Major U.S. freight railroads hit their highest load levels of 2010 in intermodal as well as bulk carload shipments during the week ending July 31, the Association of American Railroads said.
The end-of-July gains followed months in carloadings of bulk materials and equipment held below their April peaks. Intermodal traffic had continued to grow after April, but slowed some during the past month.
The period in which rail traffic was down from its springtime peaks corresponded with a slowdown in overall economic growth. However, rail loadings have been on the rise again in the past few weeks.
The AAR said the 300,292 carloads that major carriers originated in the latest week were 4.7 percent higher than in the July 24 week.

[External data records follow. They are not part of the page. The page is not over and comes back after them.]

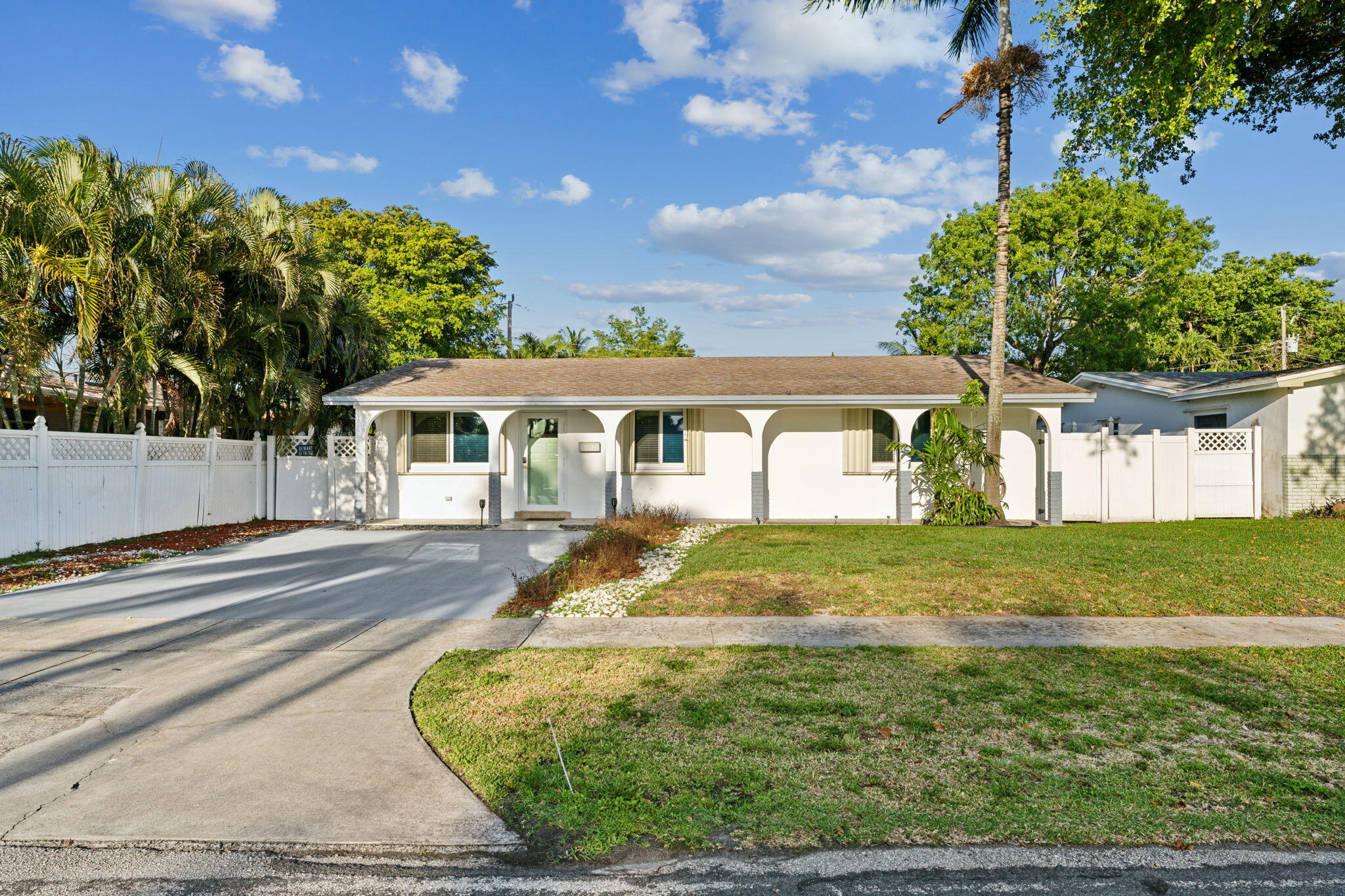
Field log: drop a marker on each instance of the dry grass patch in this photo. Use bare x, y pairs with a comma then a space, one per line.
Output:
790, 747
1201, 567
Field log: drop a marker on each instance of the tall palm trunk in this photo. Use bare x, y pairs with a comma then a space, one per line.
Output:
1000, 304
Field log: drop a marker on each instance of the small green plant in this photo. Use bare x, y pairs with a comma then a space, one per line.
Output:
1328, 509
946, 463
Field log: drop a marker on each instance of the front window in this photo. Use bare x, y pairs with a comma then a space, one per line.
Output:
659, 438
1212, 421
884, 435
431, 442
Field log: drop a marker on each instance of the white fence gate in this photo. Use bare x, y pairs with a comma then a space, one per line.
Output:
60, 489
323, 488
1160, 476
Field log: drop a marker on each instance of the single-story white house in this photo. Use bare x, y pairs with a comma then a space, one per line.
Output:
724, 438
1301, 413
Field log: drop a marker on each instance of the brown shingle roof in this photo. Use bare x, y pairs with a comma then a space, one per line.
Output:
650, 377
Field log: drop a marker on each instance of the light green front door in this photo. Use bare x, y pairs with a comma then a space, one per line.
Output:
542, 461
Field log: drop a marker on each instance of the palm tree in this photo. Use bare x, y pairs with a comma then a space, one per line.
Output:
575, 343
1013, 68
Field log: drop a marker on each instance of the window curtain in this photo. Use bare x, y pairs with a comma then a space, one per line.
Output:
693, 430
856, 440
404, 427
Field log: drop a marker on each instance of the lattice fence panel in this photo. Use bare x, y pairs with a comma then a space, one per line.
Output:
294, 446
233, 452
15, 448
1231, 441
77, 449
178, 450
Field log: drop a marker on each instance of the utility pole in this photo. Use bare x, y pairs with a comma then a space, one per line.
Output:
1283, 339
509, 324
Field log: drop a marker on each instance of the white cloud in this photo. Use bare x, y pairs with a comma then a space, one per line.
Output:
658, 291
861, 110
206, 16
1204, 139
259, 78
471, 182
767, 53
747, 117
770, 42
986, 133
757, 303
572, 191
282, 156
802, 238
432, 83
925, 175
712, 297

That July 31 level was also up 9.4 from the same week in 2009, though still 10.6 percent below the 2008 week before the worst of the recession set in.

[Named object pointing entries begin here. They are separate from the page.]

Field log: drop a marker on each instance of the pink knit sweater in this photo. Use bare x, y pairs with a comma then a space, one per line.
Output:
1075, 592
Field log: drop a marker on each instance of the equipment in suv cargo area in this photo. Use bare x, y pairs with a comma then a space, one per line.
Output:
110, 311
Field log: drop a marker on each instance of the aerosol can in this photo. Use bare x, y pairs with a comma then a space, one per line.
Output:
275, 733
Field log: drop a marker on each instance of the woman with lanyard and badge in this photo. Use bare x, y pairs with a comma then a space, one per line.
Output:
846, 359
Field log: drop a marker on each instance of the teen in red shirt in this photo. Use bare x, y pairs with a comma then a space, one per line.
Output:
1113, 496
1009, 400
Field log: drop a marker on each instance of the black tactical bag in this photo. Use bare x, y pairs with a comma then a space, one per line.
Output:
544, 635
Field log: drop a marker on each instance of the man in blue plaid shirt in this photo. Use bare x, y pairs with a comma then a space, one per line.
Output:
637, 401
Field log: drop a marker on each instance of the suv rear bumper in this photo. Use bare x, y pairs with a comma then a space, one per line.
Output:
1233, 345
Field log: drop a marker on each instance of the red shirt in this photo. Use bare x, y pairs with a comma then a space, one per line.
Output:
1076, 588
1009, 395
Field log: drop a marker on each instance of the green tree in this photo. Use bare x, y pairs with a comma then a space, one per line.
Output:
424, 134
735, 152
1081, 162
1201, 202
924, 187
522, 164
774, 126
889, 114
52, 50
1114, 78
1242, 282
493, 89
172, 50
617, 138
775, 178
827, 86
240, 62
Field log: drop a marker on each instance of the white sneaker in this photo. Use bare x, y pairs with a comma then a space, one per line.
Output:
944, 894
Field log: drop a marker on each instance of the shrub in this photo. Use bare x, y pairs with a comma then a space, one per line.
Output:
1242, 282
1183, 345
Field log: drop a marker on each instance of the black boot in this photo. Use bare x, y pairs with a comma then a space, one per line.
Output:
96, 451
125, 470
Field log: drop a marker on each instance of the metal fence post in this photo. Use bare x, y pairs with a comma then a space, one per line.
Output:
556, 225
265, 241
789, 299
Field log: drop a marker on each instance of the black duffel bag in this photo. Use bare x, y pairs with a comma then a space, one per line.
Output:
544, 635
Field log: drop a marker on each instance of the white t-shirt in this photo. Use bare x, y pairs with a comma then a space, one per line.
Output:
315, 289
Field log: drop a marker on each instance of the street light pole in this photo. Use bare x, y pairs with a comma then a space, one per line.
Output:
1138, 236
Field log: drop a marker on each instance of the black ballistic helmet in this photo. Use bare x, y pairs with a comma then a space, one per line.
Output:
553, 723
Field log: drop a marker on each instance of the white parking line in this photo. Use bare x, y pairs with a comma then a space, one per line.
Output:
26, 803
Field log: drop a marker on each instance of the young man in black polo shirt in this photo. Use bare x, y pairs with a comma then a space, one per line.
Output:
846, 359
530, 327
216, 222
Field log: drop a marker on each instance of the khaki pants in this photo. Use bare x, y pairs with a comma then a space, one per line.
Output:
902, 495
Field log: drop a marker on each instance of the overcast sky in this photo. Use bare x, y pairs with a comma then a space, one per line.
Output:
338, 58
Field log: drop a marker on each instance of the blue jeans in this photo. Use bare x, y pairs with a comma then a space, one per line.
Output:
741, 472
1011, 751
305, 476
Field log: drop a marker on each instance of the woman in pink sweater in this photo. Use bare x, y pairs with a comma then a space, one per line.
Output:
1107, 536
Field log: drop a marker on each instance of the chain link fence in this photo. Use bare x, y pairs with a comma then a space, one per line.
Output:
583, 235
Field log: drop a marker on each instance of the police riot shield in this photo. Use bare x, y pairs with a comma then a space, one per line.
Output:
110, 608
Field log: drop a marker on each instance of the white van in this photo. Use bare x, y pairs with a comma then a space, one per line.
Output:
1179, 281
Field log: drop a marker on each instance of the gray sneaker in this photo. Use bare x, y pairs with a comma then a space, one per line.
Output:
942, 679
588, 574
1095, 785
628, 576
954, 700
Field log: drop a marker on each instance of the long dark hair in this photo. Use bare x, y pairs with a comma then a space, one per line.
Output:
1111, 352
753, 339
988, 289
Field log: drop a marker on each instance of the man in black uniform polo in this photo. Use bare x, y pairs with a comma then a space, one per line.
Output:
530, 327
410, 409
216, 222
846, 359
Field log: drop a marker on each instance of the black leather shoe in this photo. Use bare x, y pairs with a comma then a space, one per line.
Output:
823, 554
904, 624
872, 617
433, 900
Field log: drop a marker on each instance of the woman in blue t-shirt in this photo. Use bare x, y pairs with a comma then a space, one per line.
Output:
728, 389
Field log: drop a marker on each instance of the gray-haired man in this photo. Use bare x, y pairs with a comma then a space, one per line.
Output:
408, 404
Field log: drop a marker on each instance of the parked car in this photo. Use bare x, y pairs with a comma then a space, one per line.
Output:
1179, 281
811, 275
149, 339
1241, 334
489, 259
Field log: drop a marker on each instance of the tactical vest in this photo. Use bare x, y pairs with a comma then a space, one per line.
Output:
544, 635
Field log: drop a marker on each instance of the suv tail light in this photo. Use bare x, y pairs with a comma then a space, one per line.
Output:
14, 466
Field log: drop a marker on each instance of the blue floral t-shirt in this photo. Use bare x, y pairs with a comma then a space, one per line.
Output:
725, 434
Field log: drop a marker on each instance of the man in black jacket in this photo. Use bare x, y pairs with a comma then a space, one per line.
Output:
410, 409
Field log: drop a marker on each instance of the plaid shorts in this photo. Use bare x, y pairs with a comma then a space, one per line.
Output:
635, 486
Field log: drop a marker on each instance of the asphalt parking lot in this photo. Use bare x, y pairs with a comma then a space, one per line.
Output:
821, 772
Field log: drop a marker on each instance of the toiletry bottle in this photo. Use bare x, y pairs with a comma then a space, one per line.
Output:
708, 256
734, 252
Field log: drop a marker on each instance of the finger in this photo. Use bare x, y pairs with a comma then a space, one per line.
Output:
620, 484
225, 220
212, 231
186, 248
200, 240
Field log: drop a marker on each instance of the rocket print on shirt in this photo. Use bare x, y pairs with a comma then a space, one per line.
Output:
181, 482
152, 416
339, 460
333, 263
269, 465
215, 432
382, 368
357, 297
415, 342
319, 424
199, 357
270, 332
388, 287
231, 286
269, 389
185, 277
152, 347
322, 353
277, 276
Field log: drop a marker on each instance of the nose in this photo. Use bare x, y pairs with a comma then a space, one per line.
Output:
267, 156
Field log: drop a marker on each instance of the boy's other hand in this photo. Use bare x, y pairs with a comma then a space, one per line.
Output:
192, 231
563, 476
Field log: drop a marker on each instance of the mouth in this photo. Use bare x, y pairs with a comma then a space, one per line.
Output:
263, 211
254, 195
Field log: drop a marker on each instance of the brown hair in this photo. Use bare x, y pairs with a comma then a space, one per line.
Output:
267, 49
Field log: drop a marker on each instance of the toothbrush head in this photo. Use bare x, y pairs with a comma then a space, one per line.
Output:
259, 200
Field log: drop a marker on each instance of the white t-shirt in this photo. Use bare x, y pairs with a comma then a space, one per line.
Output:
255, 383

A big reason is coal shipments, which have grown about 10,000 carloads a week over the past month as the nation’s heat wave has finally drawn down power plant fuel stockpiles enough for them to increase their replenishment rate. However, various industrial inputs and semi-finished goods cargoes have also been on the rise since mid-July after weeks of declines.
Major U.S-owned railroads originated 232,895 intermodal containers and trailers in the final seven days of July, up 1 percent from a week earlier but 20.2 percent stronger than at that point in 2009 and even up 0.9 percent from the 2008 week.